Software programs, such as the Language Tune-up Kit, are an effective aid in addressing the needs of teachers and parents who wish to provide remedial reading instruction.
Individuals with dyslexia can have difficulty with letter recognition and letter reversals, although letter reversals are not always common to all who have learning challenges. Some of the most common examples of letter reversals are confusing the letters “b”, “d”, and “p” with one another. Other letter reversals can also be present.
Thought to be genetic and hereditary, some forms of dyslexia can also be caused when hearing problems at an early age affect a person’s language comprehension skills. It is estimated that one in 10 children struggles with dyslexia. It was earlier thought that more males are affected than females. However, we now know that both boys and girls can be equally affected, yet boys tend to be diagnosed more often than girls. The reason for that is that some boys behave themselves in a certain way that can lead to being evaluated, while many girls tend to withdraw or be quiet about their difficulties.
Importance of Early Intervention
It is estimated that 70-80% of people with poor reading skills are likely dyslexic. It is also estimated that one in five students, or 15-20% of the population, has a language based learning disability. Dyslexia is the most common of the language based learning disabilities. Nearly the same percentage of males and females have dyslexia.

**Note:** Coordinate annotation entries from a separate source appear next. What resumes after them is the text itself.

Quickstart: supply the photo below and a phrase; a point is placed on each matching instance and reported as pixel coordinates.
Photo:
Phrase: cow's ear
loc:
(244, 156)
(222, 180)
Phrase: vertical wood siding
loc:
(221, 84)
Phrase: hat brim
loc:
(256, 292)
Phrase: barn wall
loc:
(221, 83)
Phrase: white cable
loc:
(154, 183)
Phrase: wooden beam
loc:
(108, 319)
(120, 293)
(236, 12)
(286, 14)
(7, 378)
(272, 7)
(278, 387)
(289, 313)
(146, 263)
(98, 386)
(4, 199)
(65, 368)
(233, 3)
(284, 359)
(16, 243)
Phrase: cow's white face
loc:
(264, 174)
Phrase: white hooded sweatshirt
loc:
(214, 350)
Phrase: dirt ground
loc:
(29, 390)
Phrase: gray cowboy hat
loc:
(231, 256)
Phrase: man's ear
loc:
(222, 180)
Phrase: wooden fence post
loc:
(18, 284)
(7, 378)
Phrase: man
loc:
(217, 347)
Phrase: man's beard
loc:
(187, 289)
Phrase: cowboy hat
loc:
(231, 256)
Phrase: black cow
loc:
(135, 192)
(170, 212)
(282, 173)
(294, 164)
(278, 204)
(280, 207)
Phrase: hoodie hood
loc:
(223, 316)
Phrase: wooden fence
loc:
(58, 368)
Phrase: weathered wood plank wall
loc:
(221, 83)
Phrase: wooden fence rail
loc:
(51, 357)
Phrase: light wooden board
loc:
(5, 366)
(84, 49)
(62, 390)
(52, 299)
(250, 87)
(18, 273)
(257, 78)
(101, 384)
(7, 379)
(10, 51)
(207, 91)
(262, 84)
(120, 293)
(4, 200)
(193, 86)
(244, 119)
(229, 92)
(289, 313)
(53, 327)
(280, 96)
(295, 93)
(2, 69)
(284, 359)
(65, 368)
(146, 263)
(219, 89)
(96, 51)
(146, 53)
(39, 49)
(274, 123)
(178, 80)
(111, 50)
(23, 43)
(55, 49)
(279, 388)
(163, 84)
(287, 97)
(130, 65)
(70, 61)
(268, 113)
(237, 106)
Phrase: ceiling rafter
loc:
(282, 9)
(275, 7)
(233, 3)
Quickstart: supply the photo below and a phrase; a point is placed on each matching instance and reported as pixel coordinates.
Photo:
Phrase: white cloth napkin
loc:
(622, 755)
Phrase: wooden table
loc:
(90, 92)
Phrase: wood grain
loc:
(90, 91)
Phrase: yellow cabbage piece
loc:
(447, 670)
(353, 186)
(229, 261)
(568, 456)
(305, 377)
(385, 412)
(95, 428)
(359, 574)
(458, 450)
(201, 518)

Dyslexia effects people from different ethnic and socioeconomic backgrounds. The sooner a child is diagnosed and receives support, the more likely he or she will achieve long-term improvements.
Dyslexic children can usually succeed at the same levels as others once they are diagnosed and start receiving extra support and attention and home, school, and across educational settings. Children suspected of suffering from dyslexia are recommended to undergo educational, cognitive, and/or neuropsychological testing. These tests typically include a series of reading, spelling, drawing, math, and intelligence tests, as well as visual tests, laterality tests, visual scanning tests, sequencing, auditory perception tests, and other tests to examine which brain functions are interfering with their language acquisition and normal school learning. Dyslexia also affects adults but those who receive early interventions often learn how to compensate for this difficulty by adulthood. Dyslexic adults, however, tend to continue to have difficulty with language skills throughout their lives. However, a dyslexia diagnosis is no barrier to success! Some famous dyslexics include such famous individuals as the first president of the United States George Washington, Albert Einstein, Hans Christian Anderson (a famous children’s book writer), U.S. Army General George Patton, Leonardo Da Vinci (Italian artist and painter), Alexander Graham Bell (a famous inventor who invented the telephone), actors Whoopi Goldberg, Henri Winkler, Tom Cruise and Orlando Bloom as well as others.